Even as credit demand remains healthy, banks’ ability to mobilise deposits will largely decide the pace of credit growth in the current fiscal, Icra group head of financial sector ratings and senior vice president Karthik Srinivasan told FE in an interaction.

“Deposits may grow in the vicinity of 10% and advances may rise 11.5%-12.5% in FY25, lower than last year. While credit demand and opportunity exist, the incremental credit-deposit ratio of nearly 100% effectively means that deposit mobilisation will be key for credit growth in the Indian market,” he said.

The Reserve Bank of India (RBI)’s November 2023 move to hike risk weights on unsecured bank loans to non-banking finance companies (NBFCs) has resulted in up to 15-bps jump in shadow lenders’ borrowing costs, he said.

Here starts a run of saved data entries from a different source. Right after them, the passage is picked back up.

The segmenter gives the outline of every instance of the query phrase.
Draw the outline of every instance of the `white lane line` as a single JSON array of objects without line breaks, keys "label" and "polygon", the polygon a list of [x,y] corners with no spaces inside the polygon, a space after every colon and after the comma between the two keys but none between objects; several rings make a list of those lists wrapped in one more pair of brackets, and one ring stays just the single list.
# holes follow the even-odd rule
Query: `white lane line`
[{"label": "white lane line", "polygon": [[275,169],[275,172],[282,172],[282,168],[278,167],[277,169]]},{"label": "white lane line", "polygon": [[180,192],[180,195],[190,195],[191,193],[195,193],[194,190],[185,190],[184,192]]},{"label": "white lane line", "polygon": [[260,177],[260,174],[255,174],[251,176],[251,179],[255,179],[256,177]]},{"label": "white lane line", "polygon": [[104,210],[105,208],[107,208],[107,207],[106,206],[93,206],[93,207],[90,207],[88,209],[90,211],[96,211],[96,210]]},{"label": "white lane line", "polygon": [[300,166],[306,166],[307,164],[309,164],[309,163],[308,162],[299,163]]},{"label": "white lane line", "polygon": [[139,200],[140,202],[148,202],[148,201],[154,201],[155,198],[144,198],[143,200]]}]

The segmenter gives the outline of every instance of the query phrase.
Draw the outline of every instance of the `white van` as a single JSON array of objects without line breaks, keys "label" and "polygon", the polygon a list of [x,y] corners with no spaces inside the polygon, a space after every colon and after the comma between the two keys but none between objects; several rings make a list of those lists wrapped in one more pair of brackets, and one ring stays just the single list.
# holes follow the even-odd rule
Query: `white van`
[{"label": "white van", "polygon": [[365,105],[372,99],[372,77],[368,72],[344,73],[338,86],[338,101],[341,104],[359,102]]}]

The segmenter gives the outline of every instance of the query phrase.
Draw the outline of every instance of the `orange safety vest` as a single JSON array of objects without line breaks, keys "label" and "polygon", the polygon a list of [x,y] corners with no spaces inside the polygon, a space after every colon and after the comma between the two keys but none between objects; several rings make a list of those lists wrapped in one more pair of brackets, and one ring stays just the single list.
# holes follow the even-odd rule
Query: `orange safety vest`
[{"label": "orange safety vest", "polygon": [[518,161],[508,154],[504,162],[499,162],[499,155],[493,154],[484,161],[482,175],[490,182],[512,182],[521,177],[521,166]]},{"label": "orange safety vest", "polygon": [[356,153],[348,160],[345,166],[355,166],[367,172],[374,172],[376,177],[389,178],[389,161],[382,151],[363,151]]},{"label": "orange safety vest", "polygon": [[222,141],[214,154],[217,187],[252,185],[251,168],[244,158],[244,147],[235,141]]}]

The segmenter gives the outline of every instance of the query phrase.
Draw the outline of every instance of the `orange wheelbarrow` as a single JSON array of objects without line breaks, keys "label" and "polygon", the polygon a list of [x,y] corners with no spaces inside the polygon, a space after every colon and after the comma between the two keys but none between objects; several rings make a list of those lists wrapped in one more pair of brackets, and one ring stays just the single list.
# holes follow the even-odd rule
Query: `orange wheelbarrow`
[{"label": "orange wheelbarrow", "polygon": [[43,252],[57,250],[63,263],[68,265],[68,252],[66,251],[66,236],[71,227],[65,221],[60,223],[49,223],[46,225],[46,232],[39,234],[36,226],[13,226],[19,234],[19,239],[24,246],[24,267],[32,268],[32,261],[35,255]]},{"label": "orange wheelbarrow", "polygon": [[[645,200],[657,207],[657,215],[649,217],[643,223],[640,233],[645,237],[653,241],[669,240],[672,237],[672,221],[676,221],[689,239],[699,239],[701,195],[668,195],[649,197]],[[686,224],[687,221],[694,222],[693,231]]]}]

Some lower-rated NBFCs may have seen even a higher rise than 15 bps in interest cost, Srinivasan added.

“NBFCs possibly availed of pre-sanctioned credit lines from banks in the past, and hence the growth slowdown is not visible on their balance sheet in Q4FY24, but sequentially over the last three-four months, the slowdown in bank funding is visible,” he said.

With slowdown in bank funding, overall securitisation transactions value may surpass Rs 2 trillion in FY25, compared with Rs 1.8 trillion in FY24. This segment, Srinivasan said, is witnessing increased participation, newer investors and new transactions. Securitisation also provides opportunity for NBFCs to diversify liabilities, he added.

Following the hike in risk weights, NBFCs have also slowed down loan growth in sectors that the RBI is not comfortable with, namely unsecured and personal loans. NBFCs, which focus on secured loans, however, continue to grow well and receive more bank funds as some of these loans are classified as priority sector lending.

Srinivasan said recent actions by the RBI against large NBFCs like ECL Finance, IIFL Finance, JM Finance might have been taken to prune higher growth in select segments and due to certain unethical business and market practices. “We have put two NBFC groups (Edelweiss and IIFL Finance) under ratings watch with negative implications. We are awaiting more clarity on outcome of audit and measures that these entities are taking,” he said.

Lastly, the RBI’s draft project finance guidelines, if implemented in its entirety, will likely lead to a slowdown in infrastructure lending market or appetite for such loans, according to Srinivasan.